Mateo Torres, que hasta entonces se había mantenido erguido al borde del sofá, se reclinó hacia atrás. De repente, pareció muy viejo y pequeño dentro de una ropa que, ya de por sí, le quedaba muy grande.

—Yo estuve aquí en casa sola. Cené temprano y me acosté pronto —intervino Marta Espinosa con rapidez y sin esperar a que le preguntaran.

—¿Han tenido contacto con él últimamente?

—¿Contacto? —repitió ella mirando a su marido con miedo en los ojos.

—¿Lo han visto? —insistió Castro.

—No. Ninguno de los dos hemos visto o hablado con Guzmán Ruiz desde hace más de un año —contestó Torres de forma categórica.

—La hora de la muerte de Ruiz ha sido establecida en torno a las doce de la noche del miércoles —interrumpió Castro—. No vamos a negar que ambos tenían motivos para desear su muerte. Y, por lo que cuentan, ninguno de los dos puede demostrar que estuviera donde dice haber estado.

—Inspector, yo deseaba la muerte de ese bastardo hijo de puta —clamó Torres—. De hecho, me alegro de que haya muerto. Pero si hubiera querido matarlo, ¿por qué habría esperado tanto?

—No lo sé, señor Torres. Y eso es lo que tenemos que descubrir. ¿Tienen vehículo?

—Sí. Está en el garaje.

—Nos gustaría llevárnoslo al laboratorio.

—¿Para eso no necesitan una orden judicial? —saltó Marta como un resorte, echando todo su cuerpo hacia delante y observando a ambos policías con mirada nerviosa. Sus ojos saltaban de un policía al otro y su lenguaje corporal denotaba una ansiedad mal disimulada.

—Sí, en realidad sí. Ya les he comentado que, de momento, no son sospechosos. Pero confiábamos en que colaboraran con nosotros, dado que no tienen coartada para la noche del crimen —explicó Castro.

—No hay problema, inspector. Llévense el coche.

—¡Mateo! —protestó ella.

—Marta, que se lo lleven. No tengo nada que ocultar. Y tú tampoco —aseveró Torres más tranquilo de lo que estaba su mujer.

Marta Espinosa se limitó a colocarse detrás de la oreja un mechón de pelo que se le había desprendido del pasador.

—Les rogaríamos que en los próximos días estén localizables y no salgan del país. Podríamos necesitar hablar con ustedes de nuevo.

—No vamos a ir a ninguna parte, inspector.
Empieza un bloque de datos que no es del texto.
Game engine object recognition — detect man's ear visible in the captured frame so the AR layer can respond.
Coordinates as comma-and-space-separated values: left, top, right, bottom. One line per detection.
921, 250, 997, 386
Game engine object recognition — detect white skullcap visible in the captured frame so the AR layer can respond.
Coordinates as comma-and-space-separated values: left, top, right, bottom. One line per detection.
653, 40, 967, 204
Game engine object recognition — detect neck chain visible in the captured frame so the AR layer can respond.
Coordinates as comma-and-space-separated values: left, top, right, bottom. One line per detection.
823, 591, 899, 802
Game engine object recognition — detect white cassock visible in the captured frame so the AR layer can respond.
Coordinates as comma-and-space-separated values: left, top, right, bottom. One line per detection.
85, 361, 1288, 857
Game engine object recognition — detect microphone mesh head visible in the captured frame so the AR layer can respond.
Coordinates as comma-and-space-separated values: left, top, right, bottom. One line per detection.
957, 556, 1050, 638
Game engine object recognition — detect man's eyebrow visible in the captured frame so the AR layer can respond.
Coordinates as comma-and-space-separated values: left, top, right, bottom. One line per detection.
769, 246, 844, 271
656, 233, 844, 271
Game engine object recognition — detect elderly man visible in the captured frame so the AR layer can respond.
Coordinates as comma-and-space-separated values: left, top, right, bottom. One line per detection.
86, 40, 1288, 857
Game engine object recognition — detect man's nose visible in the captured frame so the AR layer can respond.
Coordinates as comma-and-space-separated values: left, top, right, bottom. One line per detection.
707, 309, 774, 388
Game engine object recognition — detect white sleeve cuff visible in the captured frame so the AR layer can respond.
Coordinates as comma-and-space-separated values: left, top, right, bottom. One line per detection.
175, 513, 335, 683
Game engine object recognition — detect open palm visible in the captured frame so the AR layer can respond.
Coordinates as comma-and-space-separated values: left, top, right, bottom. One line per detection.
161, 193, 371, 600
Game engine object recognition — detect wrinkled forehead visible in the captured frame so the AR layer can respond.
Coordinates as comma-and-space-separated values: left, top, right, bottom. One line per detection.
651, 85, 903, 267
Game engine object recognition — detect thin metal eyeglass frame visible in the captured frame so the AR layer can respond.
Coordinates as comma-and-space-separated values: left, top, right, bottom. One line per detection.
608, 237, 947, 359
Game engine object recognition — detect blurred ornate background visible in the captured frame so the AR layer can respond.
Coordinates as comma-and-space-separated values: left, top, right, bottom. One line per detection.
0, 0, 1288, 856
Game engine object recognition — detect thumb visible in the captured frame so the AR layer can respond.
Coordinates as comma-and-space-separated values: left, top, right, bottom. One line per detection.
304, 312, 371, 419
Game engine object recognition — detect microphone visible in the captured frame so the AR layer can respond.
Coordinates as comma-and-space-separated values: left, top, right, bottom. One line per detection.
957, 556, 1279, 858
Mateo Torres lo dijo con tristeza y con resignación. Se apoyó en el brazo de su mujer para levantarse del sofá. Los policías le imitaron y se encaminaron a la salida. El hombre se despidió de ellos a la puerta del salón y se introdujo en lo que los policías imaginaron sería la cocina de la casa, de donde salieron los dos gatos siameses que corrieron a frotarse contra el pantalón de Gutiérrez.

—Penélope, Lola… sed buenas… venga, adentro —dijo Marta Espinosa empujando a las dos siamesas hacia el interior del salón.

La mujer acompañó a los policías a la salida.

—Mi marido es un buen hombre —dijo casi en un susurro.

No fue una afirmación. Fue una súplica. Una petición de ayuda. ¿O de clemencia?

Castro y Gutiérrez miraron a la angustiada mujer sin saber qué decir. Habían visto a muchos hombres aparentemente buenos cometer crímenes tan atroces como el de Guzmán Ruiz. A veces porque no eran tan buenos. A veces por desesperación. Y otras por odio, venganza o codicia.

Mateo Torres tenía motivos sobrados para odiar a Guzmán Ruiz y desear venganza.

Y Marta Espinosa era tan consciente de ello como ambos agentes.